Da esquerda para a direita, de cima para baixo: (Foto 1) Estande de venda de bichinhos de pelúcia no SeaWorld; (Foto 2) Cena de Tubarão 3 cujo enredo se passa no SeaWorld; (Foto 3) Jesse e Willy, a amizade que quebra barreiras em Free Willy; (Foto 4) Destiny e Bailey (respectivamente um tubarão baleia, e uma beluga), personagens de Procurando Dory que viveram em cativeiro.

 

REPERCUSSÃO POSITIVA

E assim como no contexto político atual existem sites, artigos, e vídeos dedicados a tirar credibilidade do documentário, isso porque este teve uma repercussão grande e provocou uma queda de 84% do faturamento do parque. O site oficial nos dá outros exemplos da sua repercussão: Músicos cancelaram apresentações no parque após verem este filme; Ações do SeaWorld caíram 30%; Mas o mais importante é que após muita pressão, não haverá mais reprodução assistida das orcas do parque, esta é a última geração de orcas criadas em cativeiro.

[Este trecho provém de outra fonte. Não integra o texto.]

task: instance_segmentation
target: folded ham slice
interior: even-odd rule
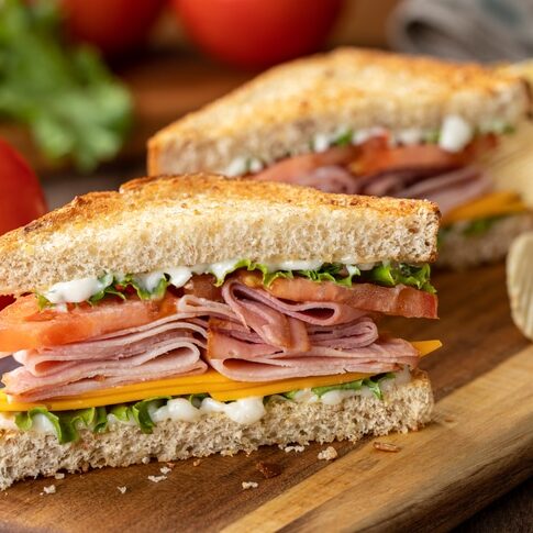
[[[380,338],[375,312],[436,313],[434,296],[409,287],[346,288],[296,277],[265,288],[260,275],[247,271],[230,277],[215,297],[187,293],[176,299],[177,312],[154,322],[16,352],[22,366],[4,374],[5,392],[33,402],[201,374],[208,368],[202,357],[246,381],[393,371],[417,366],[418,353],[404,341]]]
[[[236,274],[236,279],[248,287],[268,292],[270,296],[276,297],[278,302],[280,300],[290,300],[291,302],[302,302],[304,304],[312,302],[310,308],[302,309],[304,311],[303,314],[308,315],[313,314],[312,309],[326,309],[331,312],[330,317],[335,317],[333,308],[330,307],[331,302],[334,302],[333,306],[343,308],[343,317],[345,317],[344,313],[346,312],[344,309],[352,308],[359,313],[359,317],[369,312],[378,312],[408,319],[437,318],[437,297],[404,285],[380,287],[374,284],[354,284],[352,287],[343,287],[332,281],[318,284],[307,278],[295,277],[295,279],[278,278],[269,287],[263,288],[260,275],[243,270]],[[338,322],[343,322],[343,320],[338,320]],[[310,323],[326,325],[325,322]],[[330,323],[335,323],[335,321]]]
[[[236,381],[273,381],[347,371],[378,374],[399,370],[401,365],[418,365],[419,354],[407,341],[378,338],[365,345],[363,334],[362,345],[357,346],[348,334],[345,338],[351,341],[346,344],[352,346],[344,348],[340,346],[342,338],[331,338],[331,342],[322,338],[320,345],[307,352],[284,352],[262,344],[258,335],[257,342],[246,342],[210,329],[208,362],[216,371]]]
[[[24,401],[66,390],[108,388],[170,376],[201,374],[207,330],[179,313],[92,341],[14,354],[23,366],[2,377],[5,392]],[[89,382],[90,381],[90,382]],[[70,388],[69,388],[70,387]]]
[[[309,348],[303,323],[342,324],[365,314],[342,303],[281,301],[264,289],[247,287],[236,279],[224,284],[222,297],[242,323],[254,330],[264,343],[284,349]]]

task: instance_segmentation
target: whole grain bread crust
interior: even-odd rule
[[[458,114],[515,125],[531,110],[520,75],[371,49],[338,48],[267,70],[148,142],[148,174],[224,174],[237,157],[269,164],[340,127],[435,131]]]
[[[0,237],[0,293],[104,273],[252,260],[431,262],[440,213],[424,200],[329,195],[219,176],[92,192]]]
[[[418,430],[431,420],[432,409],[431,384],[418,370],[410,384],[395,386],[384,400],[354,397],[326,406],[271,399],[266,415],[251,425],[240,425],[218,413],[192,423],[162,422],[152,434],[127,425],[100,434],[84,431],[80,441],[64,445],[49,434],[0,431],[0,490],[30,477],[129,466],[147,458],[167,462],[249,453],[273,444],[355,442],[364,435]]]

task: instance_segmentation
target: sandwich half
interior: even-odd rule
[[[0,237],[0,489],[59,470],[420,427],[387,315],[437,315],[425,200],[197,175],[95,192]],[[4,360],[5,360],[4,359]]]
[[[485,165],[529,112],[526,82],[509,69],[340,48],[275,67],[162,130],[148,174],[425,198],[443,214],[438,263],[460,268],[501,258],[533,227]]]

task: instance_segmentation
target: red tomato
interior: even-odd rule
[[[266,67],[314,52],[342,0],[171,0],[191,37],[242,67]]]
[[[46,202],[35,174],[0,140],[0,234],[27,224],[45,212]],[[11,301],[0,297],[0,309]]]
[[[62,0],[69,33],[107,55],[142,44],[165,0]]]

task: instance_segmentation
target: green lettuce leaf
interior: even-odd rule
[[[404,263],[398,265],[382,263],[381,265],[374,267],[371,270],[363,273],[364,279],[377,285],[396,287],[397,285],[402,284],[434,295],[436,290],[431,285],[430,277],[431,267],[427,264],[413,266],[406,265]]]
[[[152,433],[152,430],[155,426],[155,422],[152,420],[149,411],[159,409],[165,406],[168,400],[171,400],[171,396],[159,396],[137,401],[132,406],[133,419],[143,433]]]
[[[356,381],[349,381],[347,384],[313,387],[311,390],[320,398],[332,390],[360,390],[363,387],[368,387],[377,399],[382,400],[384,396],[379,385],[384,379],[392,379],[393,377],[393,373],[386,373],[373,376],[371,378],[357,379]]]
[[[37,414],[45,417],[52,423],[60,444],[78,441],[80,429],[102,433],[108,427],[108,414],[104,407],[58,411],[55,413],[49,412],[44,407],[37,407],[30,411],[18,413],[15,417],[16,426],[21,431],[30,431]]]
[[[122,147],[132,99],[98,53],[64,38],[59,1],[0,2],[0,118],[49,160],[90,170]]]

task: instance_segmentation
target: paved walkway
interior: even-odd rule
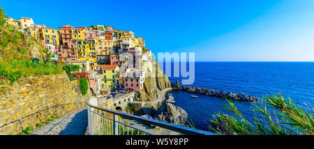
[[[84,135],[87,127],[87,108],[70,112],[37,128],[32,135]]]

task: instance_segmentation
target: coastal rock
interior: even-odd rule
[[[159,69],[158,65],[156,68],[155,76],[145,77],[144,90],[140,95],[141,101],[155,101],[162,94],[163,90],[171,87],[168,78]]]
[[[178,82],[177,82],[178,83]],[[188,86],[179,86],[177,87],[177,83],[171,83],[173,90],[179,90],[182,91],[186,91],[190,93],[196,93],[201,94],[207,94],[210,96],[218,97],[223,99],[227,99],[228,100],[236,100],[245,102],[255,102],[259,101],[260,99],[257,97],[253,97],[244,94],[237,94],[227,91],[218,91],[207,88],[195,87],[188,87]]]
[[[176,125],[184,125],[188,120],[188,113],[181,108],[165,103],[164,111],[158,116],[157,120]]]

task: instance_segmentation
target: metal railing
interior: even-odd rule
[[[89,135],[215,135],[216,134],[98,106],[96,97],[87,102]],[[96,106],[97,105],[97,106]]]

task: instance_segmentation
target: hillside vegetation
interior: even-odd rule
[[[22,76],[61,73],[62,68],[45,62],[50,58],[34,38],[25,36],[15,27],[6,24],[7,15],[0,7],[0,84],[12,84]],[[32,62],[38,58],[40,62]]]

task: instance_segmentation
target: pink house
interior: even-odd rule
[[[126,77],[124,78],[124,88],[128,92],[142,92],[144,76],[142,71],[135,71],[135,69],[128,69]]]
[[[98,39],[99,38],[98,31],[85,30],[84,36],[85,39]]]
[[[120,65],[120,61],[119,60],[119,56],[117,55],[112,55],[110,56],[110,64],[111,65]]]

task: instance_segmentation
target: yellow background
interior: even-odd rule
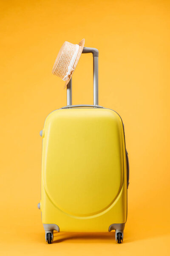
[[[170,1],[0,4],[1,255],[169,255]],[[99,104],[125,123],[130,183],[122,244],[108,233],[56,233],[48,245],[37,208],[39,131],[66,104],[52,67],[64,41],[83,38],[99,51]],[[73,103],[91,104],[91,55],[82,55],[73,82]]]

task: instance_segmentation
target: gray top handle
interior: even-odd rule
[[[93,57],[93,103],[94,105],[99,105],[99,51],[97,49],[84,47],[82,53],[91,53]],[[67,87],[67,105],[72,105],[72,78]]]

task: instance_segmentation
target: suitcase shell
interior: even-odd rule
[[[123,240],[127,216],[129,164],[119,114],[98,105],[98,51],[94,57],[94,105],[68,106],[51,112],[42,137],[41,209],[45,239],[53,230],[107,232]]]
[[[59,109],[42,132],[42,223],[61,231],[107,232],[127,219],[122,122],[105,108]]]

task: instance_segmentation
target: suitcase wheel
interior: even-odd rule
[[[47,240],[48,244],[52,244],[52,235],[51,233],[47,233]]]
[[[121,244],[122,241],[122,233],[117,233],[117,241],[118,244]]]

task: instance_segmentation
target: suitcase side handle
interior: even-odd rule
[[[93,57],[93,103],[99,105],[99,51],[96,48],[84,47],[82,53],[91,53]],[[67,86],[67,105],[72,105],[72,78]]]

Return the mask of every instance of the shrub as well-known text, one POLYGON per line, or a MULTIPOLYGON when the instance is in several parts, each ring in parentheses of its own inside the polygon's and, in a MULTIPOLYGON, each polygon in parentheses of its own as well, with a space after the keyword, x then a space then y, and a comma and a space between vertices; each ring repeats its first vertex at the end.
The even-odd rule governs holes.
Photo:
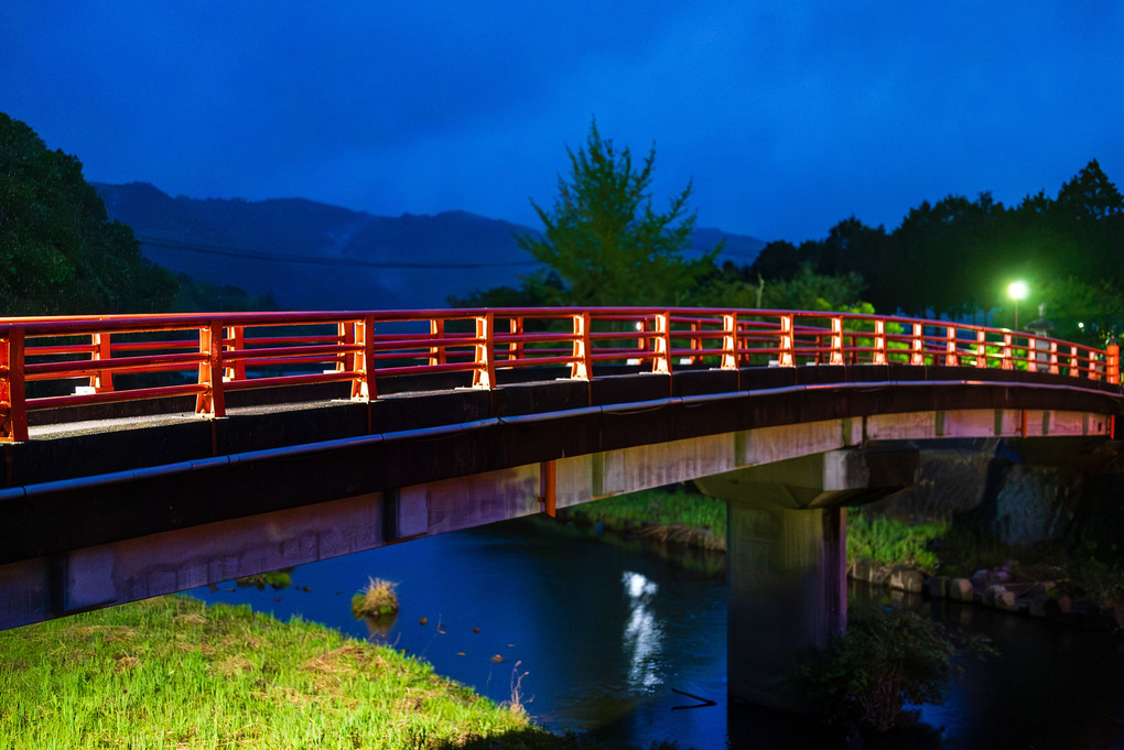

Já a notícia ruim é que a trágica vida de Tilikum terminou em 6 de janeiro de 2017 com sua morte por infecção bacteriana.

Uma vez que Blackfish trouxe resultados positivos, e nos abriu a mente para esta questão da forma como esses animais são explorados, minha conclusão não é outra senão desejar ver mais documentários como este com a mesma repercussão, principalmente vivendo num país em que o governo federal atual tem tamanho descaso por este assunto.

 

* Primeira frase do clássico da literatura Moby Dick, escrito por Herman Melville e publicado em 1851. A obra relata a vida num navio baleeiro, cuja profissão embora seja monótona não deixa de ser romanceada e descrita como algo digno de respeito. Alguns capítulos são meramente informativos sobre esses mamíferos marinhos, porém tais informações já estão defasadas atualmente. Ah, e nas últimas 15 páginas (de 311) há um confronto Homem Vs. Fera.

 

** Em Madagascar (2005), após chegarem a Madagascar, Melman acha que estão no SeaWorld, Alex responde “Isso quer dizer que eu vou ter de competir com Shamu” (na versão dublada ele diz “agora eu vou ter de competir com aqueles golfinhos bonitinhos”), o fato é que Shamu era o nome de uma das orcas capturadas no incidente em Penn Cove, e faleceu em 1971. Uma orca nascida em cativeiro em 04 de novembro 1988 também foi batizada Shamu, este bebê atraiu muito público.